What followed was part dream, part nightmare. The details don’t really belong to me for sharing, though if you ask, Sonja and I will gladly tell you. The best of times included a successful vaginal delivery and a terrifically beautiful baby girl. The other end of the spectrum involved nearly two dozen medical professionals and a lot of time and worrying. In the end, of course, everything turned out as we had hoped, though the road to success certainly held deep ruts.
The following day was a blur of family, doctors, lactation specialists, our pediatrician, our chiropractor, friends, flowers, and more.
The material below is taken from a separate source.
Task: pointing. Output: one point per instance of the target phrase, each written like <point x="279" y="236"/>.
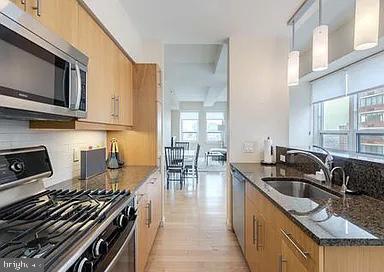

It flew past in the way only time spent in a euphoric yet sleep-deprived daze can do.
Finally, our second night in the hospital, with the lights turned down low and our little girl asleep in a basin next to her momma as I prepared for a second night of sleeping on the stone slab of a couch provided by the otherwise excellent hospital, we remembered to breath. Exhausted though we were, I had one last thing to do before another day went by. I mentioned earlier that we had prepared for the best, and I meant it. Pulling a bottle of vintage Dom Perignon from the refrigerator, I popped the cork as noiselessly as I am able and poured two flutes, one for Sonja, and one for me, to pair with some slightly-above-average sushi I had picked up in the hospital cafeteria earlier in the afternoon. The wine, a splurge I had yet to try, was magical, perhaps in part because it was the first wine I’d had in several days, but also because it doesn’t fail to live up to its reputation. Powerfully effervescent and graced by thick streams of tiny, agitated bubbles, the classic Champagne notes of baked brie, green apple, warm bread, and more were a welcome sensation upon the palate. We clinked glasses in the half light and toasted our lives. Specifically, my toast that night was to the bravery of her mother in this delivery, and to the long life of our little girl, Zooey Elizabeth Gudgel. We are so very fortunate.